Arjuna meletakkan tangannya yang lain pada genggaman katana, kilatan listrik kebiruan memercik di sepanjang bilahnya. Ia sedikit merendahkan posturnya seperti pelari yang hendak melesat, pedangnya yang berkilatan ikut dibawanya ke sebelah kanan. Ia menarik napas panjang sebelum melontarkan tubuhnya ke depan oleh sentakan kaki kirinya.
Udara yang diterabasnya bergelora, partikel air di sekelilingnya membuncah warna biru plasma kilat, seolah-olah turut membungkus tubuh Arjuna yang meluncur layaknya sebatang lembing yang dilempar. Bagi mata telanjang Sanada, ia seolah berpindah tempat dalam sekedipan mata. Tetapi bagi Arjuna, ia hanya sekedar melesat sekencangnya, melampaui aliran waktu yang mengililingi.
Dalam perspektifnya, rinai gerimis tampak mengambang layaknya tergantung oleh benang yang kasat, cipratan air yang dibuatnya sekedar melompat lalu diam ditempat, begitu pula uap panas yang menguar dari lampu-lampu neon terang di gedung sekeliling. Sebuah keajaiban yang berlangsung kurang dari 3 detik waktu normal, tetapi cukup bagi Arjuna.
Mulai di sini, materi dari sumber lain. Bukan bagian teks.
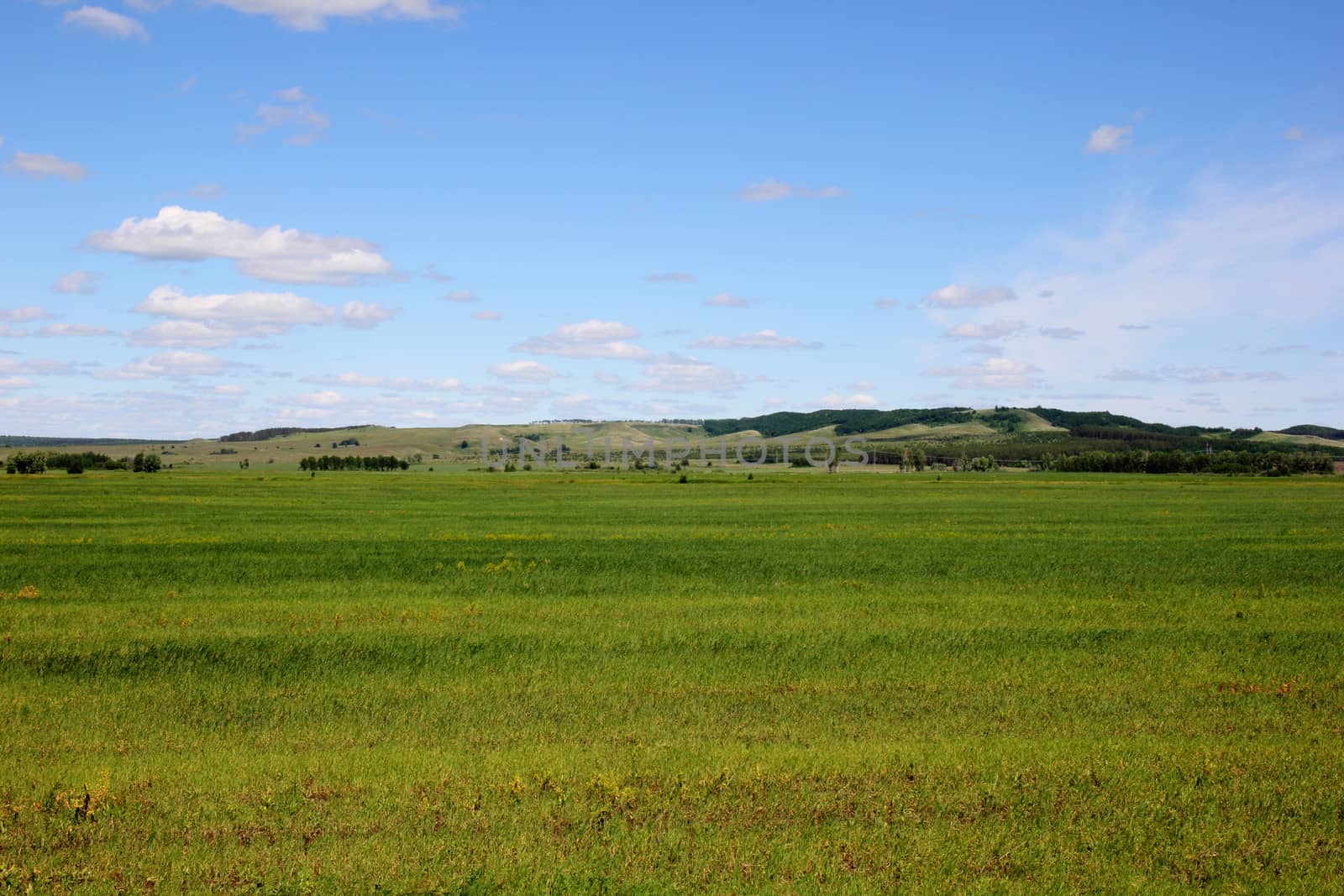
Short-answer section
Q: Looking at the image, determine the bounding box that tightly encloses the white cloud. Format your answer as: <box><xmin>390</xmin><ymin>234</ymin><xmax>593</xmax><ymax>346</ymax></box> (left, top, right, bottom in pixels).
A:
<box><xmin>704</xmin><ymin>293</ymin><xmax>755</xmax><ymax>307</ymax></box>
<box><xmin>948</xmin><ymin>321</ymin><xmax>1026</xmax><ymax>340</ymax></box>
<box><xmin>36</xmin><ymin>324</ymin><xmax>112</xmax><ymax>338</ymax></box>
<box><xmin>86</xmin><ymin>206</ymin><xmax>392</xmax><ymax>286</ymax></box>
<box><xmin>186</xmin><ymin>184</ymin><xmax>228</xmax><ymax>200</ymax></box>
<box><xmin>925</xmin><ymin>284</ymin><xmax>1017</xmax><ymax>307</ymax></box>
<box><xmin>512</xmin><ymin>320</ymin><xmax>649</xmax><ymax>360</ymax></box>
<box><xmin>60</xmin><ymin>7</ymin><xmax>150</xmax><ymax>40</ymax></box>
<box><xmin>491</xmin><ymin>361</ymin><xmax>559</xmax><ymax>383</ymax></box>
<box><xmin>0</xmin><ymin>305</ymin><xmax>51</xmax><ymax>324</ymax></box>
<box><xmin>1102</xmin><ymin>364</ymin><xmax>1285</xmax><ymax>385</ymax></box>
<box><xmin>293</xmin><ymin>390</ymin><xmax>344</xmax><ymax>407</ymax></box>
<box><xmin>340</xmin><ymin>302</ymin><xmax>396</xmax><ymax>329</ymax></box>
<box><xmin>555</xmin><ymin>392</ymin><xmax>593</xmax><ymax>408</ymax></box>
<box><xmin>302</xmin><ymin>371</ymin><xmax>462</xmax><ymax>392</ymax></box>
<box><xmin>738</xmin><ymin>177</ymin><xmax>844</xmax><ymax>203</ymax></box>
<box><xmin>817</xmin><ymin>392</ymin><xmax>879</xmax><ymax>408</ymax></box>
<box><xmin>923</xmin><ymin>358</ymin><xmax>1042</xmax><ymax>390</ymax></box>
<box><xmin>1040</xmin><ymin>327</ymin><xmax>1084</xmax><ymax>338</ymax></box>
<box><xmin>94</xmin><ymin>352</ymin><xmax>228</xmax><ymax>380</ymax></box>
<box><xmin>130</xmin><ymin>286</ymin><xmax>395</xmax><ymax>348</ymax></box>
<box><xmin>50</xmin><ymin>270</ymin><xmax>101</xmax><ymax>296</ymax></box>
<box><xmin>4</xmin><ymin>152</ymin><xmax>86</xmax><ymax>184</ymax></box>
<box><xmin>625</xmin><ymin>356</ymin><xmax>746</xmax><ymax>392</ymax></box>
<box><xmin>690</xmin><ymin>329</ymin><xmax>822</xmax><ymax>349</ymax></box>
<box><xmin>206</xmin><ymin>0</ymin><xmax>462</xmax><ymax>31</ymax></box>
<box><xmin>136</xmin><ymin>286</ymin><xmax>336</xmax><ymax>326</ymax></box>
<box><xmin>1084</xmin><ymin>125</ymin><xmax>1134</xmax><ymax>153</ymax></box>
<box><xmin>130</xmin><ymin>321</ymin><xmax>256</xmax><ymax>348</ymax></box>
<box><xmin>237</xmin><ymin>87</ymin><xmax>331</xmax><ymax>146</ymax></box>
<box><xmin>0</xmin><ymin>358</ymin><xmax>76</xmax><ymax>376</ymax></box>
Cukup waktu untuk bagi pedangnya untuk diayun secara horizontal mengarah dada Sanada.
Pedang melawan pedang melahirhkan dentang nyaring ketika bilahnya saling bertumbukan keras.
Sanada si samurai gaek mampu memperlihatkan bagaimana pengalaman sangat lah berarti. Ia menyilangkan pedang sekaligus serangkanya ke depan sebagai bentuk pertahanan, secara insting di sepersekian detik yang krusial, tatkala Arjuna lenyap sekedipan mata.
Arjuna melihat sosok Sanada yang terhuyung mundur oleh gempurannya, pertahanannya tampak bercelah, dan sebelum kecepatan kilatnya rampung, ia membongkar silangan pedang dan serangka lawannya dengan sebuah sabetan vertikal ke atas.
Sanada menggeritkan rahangnya, menyadari posisinya yang tidak menguntungkan, ia melompat mundur, mencoba untuk memberi jarak antara dirinya dan Arjuna. Akan tetapi lawan belianya itu sudah lebih dulu mengudara, siap mengirim serangan pamungkas untuk mengakhiri duel mereka secara.
“Sialan.” Sanada mengumpat, ia mendongak kepada malapetaka yang datang, mencetak seringai kecil di wajahnya.
Arjuna melentingkan tubuhnya tinggi-tinggi dengan sebuah sentakan. Langit malam membadai yang melatarinya seolah mengirim sebuah sambaran petir pada bilah katana yang diangkatnya setinggi kepala. Lalu terjun bersama rinai hujan menyeret serta halilintar yang menggelora hebat di pedangnya.
Kilat yang membutakan kembali pecah dari puncak Golden Fish, menyusul sebuah geledek yang mendentum. Entakannya turut memecah neon-neon reklame beraneka rupa di gedung-gedung yang bersebelahan, juga mematikan aliran listrik, menggentarkan kaca-kaca jendela. Orang-orang di jalanan distrik merah tersentak oleh dekatnya suara petir yang membahana, juga alarm kendaraan yang menyalak saling menyahut dengan lampu ikut berkedipan di antara kompleks bangunan yang mendadak jadi gelap gulita.
“Tidak buruk.” Sanada mengomentari. Tongkat-pedang dan serangkanya patah terpotong, jatuh bergemelentang di lantai.
Sayatan diagonal melintang di sepanjang tubuh bagian atasnya, kimono dan outer-nya terbedah, Sanada tampak terhuyung memegang pedang Arjuna tenggelam hingga ke dadanya, masih dengan seringainya yang meledek.
“Unfortunately, I’ve seen better,” lanjutntya.
“Tidak mungkin!”
Arjuna balik terperangah, ia merasa ada yang tidak beres, dan firasatnya segera terbukti tatkala tubuh Sanada luruh menjadi puluhan ekor burung gagak hitam yang sontak menghambur ke arahnya. Ia secara insting buru-buru berguling menjauh dari tempatnya, firasatnya memeringati.